12 janeiro 2006

Santos Espelhos

Santos Espelhos






Talvez seja esta uma das poucas vezes que escrevo na primeira pessoa aqui, já devo ter escrito antes, desculpe-me a má memória. Mas a questão é que se faz necessário registrar meu retorno e estada em minha terra natal, enquanto se aproxima outro retorno a minha estada no interior paulista, que prometia quatro anos ainda ontem e que me promete agora apenas dois, no sofrido aguardo do adeus aos amigos, aos colegas e aos conhecidos desconhecidos em Bauru.
Em Santos nesses dias faz calor. O calor de mormaço, tão presente em minha infância e tão estranho hoje. A praia continua lá, isenta de tsunamis nos trópicos, recheada do mesmo jardim, mais bem cuidado e ainda cartão-postal.
Os que passeiam, passeiam. Paulistanos ou não, o encontro com o mar dos não nativos continua o mesmo. A busca do bronzeado num céu de nuvens e numa areia cinza. O mar, pouco limpo, menos sujo. O horizonte próximo, navios a zarpar, cruzeiro para os afortunados.
Santos me lembra cheiro de protetor solar em ruas com cara de São Paulo, que tentam São Paulo, que falam carioquês.
Já a noite, iluminada na orla e escura nas entranhas da periferia, é um convite ao passeio. Um passeio de gentes, de mosaicos, cachorros e chuvas de idosos a implorar ou mesmo forçar a passagem pelos carros que se fincam nos semáforos.
A cidade não me é estranha, mas ao mesmo tempo é. Hoje, quando saio as suas ruas, admiro-me com as esculturas praianas que me pareciam tão grandes na infância. Concreto encolhe?
Nesse mar de porto, férias que exalam cheiros e guarda-sóis, restaurantes e bares de sempre e um falar alto habitual, só não me estranho quando longe da praia, o que não é raro. Justo a praia que me acolheu tanto em outras orlas lá mais ao norte.
Só não me estranho, talvez, na hora que me vejo no espelho. Não um espelho qualquer. É o meu, só meu, que apenas aqui encontro. No litoral paulista inteiro, meu espelho é a casa que retorno. É o acordar e cozinhar cuidadoso de minha vó, a atenção de minhas tias, o crescer de meu irmão e primos. A saudade de meu pai também.
Quando eu subir a serra e atravessar para o cerrado do centro-oeste do estado, a lembrança será a mesma de anos atrás. O mormaço exalando em ventos aquele velho cheiro de protetor solar.

01 janeiro 2006

Ninfomania de A a Y

Oito da noite de São João, chuvinha fina no asfalto da Avenida Brasil e Antônio quieto diante do copo que acabara de esvaziar.

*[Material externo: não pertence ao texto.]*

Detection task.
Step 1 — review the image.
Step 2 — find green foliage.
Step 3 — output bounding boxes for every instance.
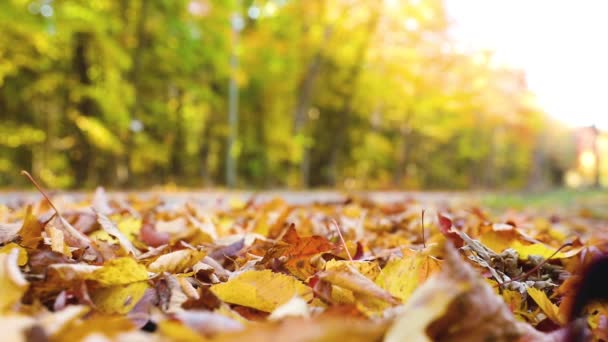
[0,0,571,188]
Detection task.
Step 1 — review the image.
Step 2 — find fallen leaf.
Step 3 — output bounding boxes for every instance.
[527,287,566,324]
[211,270,312,312]
[268,296,310,321]
[91,281,148,314]
[0,223,21,243]
[97,213,141,256]
[376,250,440,303]
[385,244,543,342]
[85,257,148,286]
[148,249,206,273]
[0,242,28,266]
[19,205,44,248]
[0,249,28,313]
[511,241,583,260]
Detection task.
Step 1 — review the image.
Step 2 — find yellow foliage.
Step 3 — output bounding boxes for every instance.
[0,249,28,312]
[376,248,439,303]
[91,281,148,314]
[0,242,27,266]
[211,270,312,312]
[511,241,583,260]
[148,249,206,273]
[528,287,566,324]
[86,257,148,286]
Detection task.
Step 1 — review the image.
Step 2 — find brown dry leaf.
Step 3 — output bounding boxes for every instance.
[0,242,28,266]
[213,316,386,342]
[318,264,398,304]
[527,287,566,324]
[148,249,206,273]
[91,281,148,314]
[261,224,334,280]
[45,225,72,258]
[0,314,36,342]
[0,249,29,314]
[385,244,545,342]
[0,223,21,244]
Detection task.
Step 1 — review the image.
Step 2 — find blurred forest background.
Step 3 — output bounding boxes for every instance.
[0,0,597,189]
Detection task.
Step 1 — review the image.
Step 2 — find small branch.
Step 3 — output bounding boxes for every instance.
[331,219,353,261]
[21,170,61,216]
[496,242,572,286]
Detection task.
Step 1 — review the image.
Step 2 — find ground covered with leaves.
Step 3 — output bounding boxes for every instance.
[0,189,608,341]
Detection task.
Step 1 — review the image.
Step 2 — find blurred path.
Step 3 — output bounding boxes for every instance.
[0,190,475,206]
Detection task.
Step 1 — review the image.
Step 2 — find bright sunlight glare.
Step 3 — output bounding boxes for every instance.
[446,0,608,129]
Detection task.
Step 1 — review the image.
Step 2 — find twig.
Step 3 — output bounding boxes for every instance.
[21,170,61,216]
[331,219,353,261]
[497,242,572,286]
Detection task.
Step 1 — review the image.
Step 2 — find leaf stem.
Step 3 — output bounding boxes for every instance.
[21,170,61,216]
[331,219,353,261]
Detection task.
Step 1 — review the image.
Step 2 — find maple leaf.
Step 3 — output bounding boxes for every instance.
[19,205,44,248]
[261,224,335,280]
[376,250,440,303]
[148,249,206,273]
[0,223,22,244]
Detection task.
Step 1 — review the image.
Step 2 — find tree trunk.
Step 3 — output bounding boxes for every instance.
[328,7,381,186]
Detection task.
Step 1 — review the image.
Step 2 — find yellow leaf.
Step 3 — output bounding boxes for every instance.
[325,259,380,280]
[376,252,439,303]
[211,270,312,312]
[97,213,141,256]
[528,287,566,324]
[0,249,29,312]
[116,216,142,241]
[0,242,27,266]
[49,315,133,342]
[511,241,583,260]
[0,223,21,243]
[148,249,206,273]
[158,320,206,342]
[91,281,148,314]
[46,225,72,258]
[479,230,517,253]
[19,205,43,248]
[86,257,148,286]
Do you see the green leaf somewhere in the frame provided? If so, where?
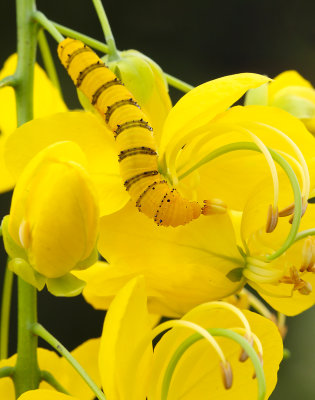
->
[46,273,86,297]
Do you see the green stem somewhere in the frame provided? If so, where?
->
[14,0,40,398]
[92,0,120,61]
[31,323,106,400]
[38,29,62,94]
[0,75,17,89]
[295,228,315,242]
[33,11,64,43]
[178,142,302,261]
[52,22,108,54]
[164,72,194,93]
[51,22,194,93]
[40,371,70,395]
[14,278,40,398]
[0,367,14,378]
[161,328,266,400]
[0,266,14,360]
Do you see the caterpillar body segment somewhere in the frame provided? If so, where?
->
[58,38,209,227]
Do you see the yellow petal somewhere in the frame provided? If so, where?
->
[268,70,312,103]
[5,112,129,215]
[149,309,282,400]
[98,205,243,316]
[160,73,270,155]
[19,389,78,400]
[0,54,67,192]
[99,277,152,400]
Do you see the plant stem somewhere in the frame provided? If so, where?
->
[40,371,70,395]
[0,266,14,360]
[0,367,14,378]
[32,323,106,400]
[33,11,64,43]
[52,21,194,93]
[38,29,62,94]
[13,0,40,398]
[14,278,40,398]
[92,0,119,61]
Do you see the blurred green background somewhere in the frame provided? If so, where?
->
[0,0,315,400]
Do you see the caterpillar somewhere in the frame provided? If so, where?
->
[58,38,215,227]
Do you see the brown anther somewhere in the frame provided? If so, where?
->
[266,204,278,233]
[220,361,233,390]
[201,199,227,215]
[238,335,253,362]
[298,281,312,296]
[289,200,308,224]
[252,353,264,379]
[279,203,294,217]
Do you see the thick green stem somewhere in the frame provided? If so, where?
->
[92,0,120,61]
[14,278,40,398]
[38,29,62,95]
[13,0,40,398]
[32,323,106,400]
[0,267,13,360]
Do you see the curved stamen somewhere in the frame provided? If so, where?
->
[161,328,266,400]
[252,122,311,209]
[179,142,302,261]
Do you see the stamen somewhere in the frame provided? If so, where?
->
[253,122,311,209]
[266,204,278,233]
[220,361,233,390]
[300,237,314,272]
[201,199,227,215]
[152,317,228,365]
[19,219,31,249]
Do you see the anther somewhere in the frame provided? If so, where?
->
[266,204,279,233]
[239,334,253,362]
[220,361,233,390]
[201,199,227,215]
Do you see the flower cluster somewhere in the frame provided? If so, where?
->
[0,7,315,400]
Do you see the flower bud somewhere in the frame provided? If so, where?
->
[104,50,172,142]
[4,142,99,285]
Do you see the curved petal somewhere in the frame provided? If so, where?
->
[268,70,312,103]
[160,73,270,155]
[99,277,152,400]
[0,54,67,192]
[149,309,282,400]
[19,389,78,400]
[5,112,129,215]
[97,204,243,316]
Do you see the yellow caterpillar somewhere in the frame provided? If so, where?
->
[58,38,217,227]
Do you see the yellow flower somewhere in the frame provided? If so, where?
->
[245,71,315,134]
[3,142,99,295]
[0,54,67,192]
[12,277,282,400]
[0,339,100,400]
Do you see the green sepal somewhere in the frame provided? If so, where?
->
[1,215,28,262]
[272,94,315,119]
[105,50,155,106]
[8,258,46,290]
[46,273,86,297]
[244,83,268,106]
[74,247,98,270]
[225,268,243,282]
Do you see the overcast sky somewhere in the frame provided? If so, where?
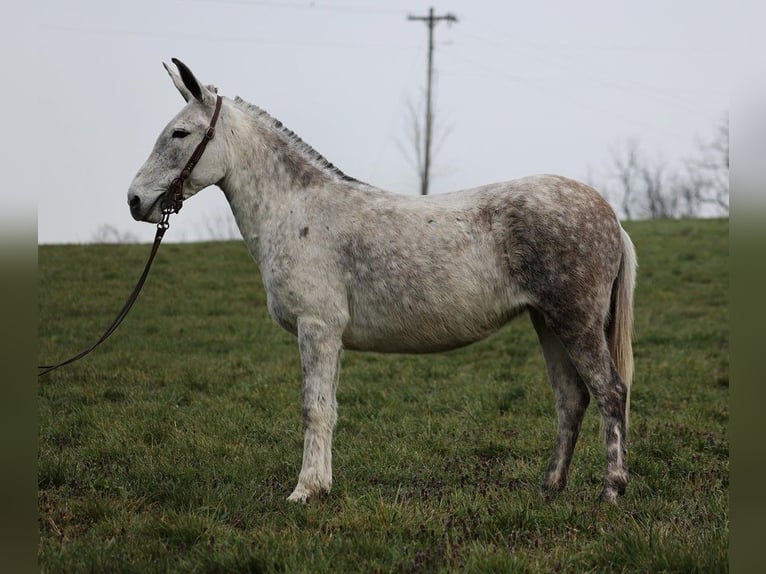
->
[15,0,729,243]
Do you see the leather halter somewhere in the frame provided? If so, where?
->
[160,96,222,220]
[37,96,222,377]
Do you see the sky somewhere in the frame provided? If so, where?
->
[12,0,729,243]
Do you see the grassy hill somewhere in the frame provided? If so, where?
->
[38,220,729,572]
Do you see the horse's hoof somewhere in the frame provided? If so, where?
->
[598,488,622,504]
[287,486,309,504]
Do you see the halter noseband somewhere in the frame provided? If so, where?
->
[160,96,222,220]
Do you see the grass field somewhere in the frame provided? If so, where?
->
[38,220,729,572]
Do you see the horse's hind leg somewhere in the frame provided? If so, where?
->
[553,323,628,501]
[529,309,590,491]
[288,319,341,502]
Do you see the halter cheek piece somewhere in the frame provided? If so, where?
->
[159,96,222,224]
[37,96,222,377]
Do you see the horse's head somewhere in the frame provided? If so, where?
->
[128,58,225,223]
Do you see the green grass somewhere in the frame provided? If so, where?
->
[38,220,729,572]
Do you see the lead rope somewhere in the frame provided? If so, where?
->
[37,96,222,377]
[37,212,174,377]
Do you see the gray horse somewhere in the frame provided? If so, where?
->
[128,59,637,501]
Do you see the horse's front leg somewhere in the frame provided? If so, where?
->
[288,319,341,502]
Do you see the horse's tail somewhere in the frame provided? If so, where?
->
[607,228,638,429]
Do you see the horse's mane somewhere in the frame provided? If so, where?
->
[234,96,357,181]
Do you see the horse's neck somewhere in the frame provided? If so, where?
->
[219,103,339,247]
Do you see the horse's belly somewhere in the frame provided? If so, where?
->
[343,284,524,353]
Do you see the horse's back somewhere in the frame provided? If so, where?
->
[339,176,619,352]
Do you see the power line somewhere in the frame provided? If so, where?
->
[407,8,457,195]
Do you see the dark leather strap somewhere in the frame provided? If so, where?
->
[160,96,221,213]
[37,225,168,377]
[37,96,221,377]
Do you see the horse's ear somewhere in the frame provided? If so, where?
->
[162,62,193,102]
[165,58,215,105]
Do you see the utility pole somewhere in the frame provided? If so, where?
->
[407,8,457,195]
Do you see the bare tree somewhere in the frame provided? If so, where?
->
[604,117,729,219]
[682,115,729,215]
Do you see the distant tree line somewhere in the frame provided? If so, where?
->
[596,117,729,219]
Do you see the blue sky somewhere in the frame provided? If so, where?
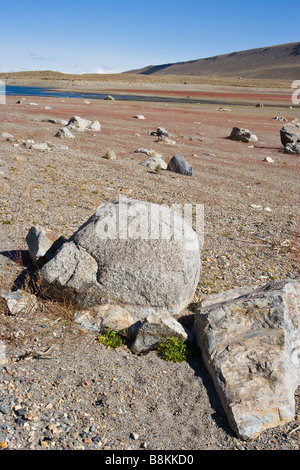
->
[0,0,300,73]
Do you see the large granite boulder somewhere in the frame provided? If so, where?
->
[41,198,201,320]
[228,127,258,143]
[280,120,300,147]
[193,280,300,440]
[167,155,194,176]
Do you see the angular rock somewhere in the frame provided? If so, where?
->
[74,304,134,332]
[87,121,101,132]
[134,147,162,158]
[264,157,274,163]
[55,127,74,139]
[193,280,300,440]
[104,150,117,160]
[1,132,14,140]
[228,127,258,143]
[130,314,193,354]
[30,142,50,150]
[66,116,101,131]
[167,155,194,176]
[26,226,66,267]
[284,139,300,155]
[41,198,201,320]
[0,290,38,315]
[139,157,168,170]
[280,121,300,147]
[43,118,68,126]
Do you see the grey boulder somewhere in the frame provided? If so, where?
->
[41,198,200,320]
[167,155,194,176]
[193,280,300,440]
[228,127,258,143]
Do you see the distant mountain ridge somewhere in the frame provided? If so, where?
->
[124,42,300,80]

- “Ô companheiro! Desce mais um desse!”

A vida passara rápido para nosso Antônio. Naquele anoitecer continuava a ser mais um num mar de antônios e se embriagava disfarçando nada querer comemorar. Não pretendia celebrar uma vida curta, enquanto não se dava conta de que passara longe de ter sido pequena. Nascido no São João de 45, chegava aos sessenta caído e penoso de si mesmo.

Mulherengo de carteirinha, Antônio se apaixonara inúmeras vezes. Sua parceira fiel, no entanto, havia sido sua agenda de bolso. Nela, os nomes de todas transeuntes pela sua juventude estavam rabiscados, de A a Z.

Quanto fez outra careta após outro gole de pinga, da boa, da branquinha, Antônio se amargurou mais em lembrar que todos os momentos foram cheios de gozo, todas as mulheres com o poder que só elas têm nesse mundão do Deus bom e todas com um “que” de defeito fatal.

Lembrou-se de Dora, a estudante de Direito que era uma mestiça danada. Rebolava mais que chocalho aceso. Uma ninfeta. Dedicou deliciosos momentos no passado ao nosso desolado amigo senil. Pena que daquele tempo Antônio só recordava de uma coisa de Dora: uma bêbada que botava tudo a perder. Sempre.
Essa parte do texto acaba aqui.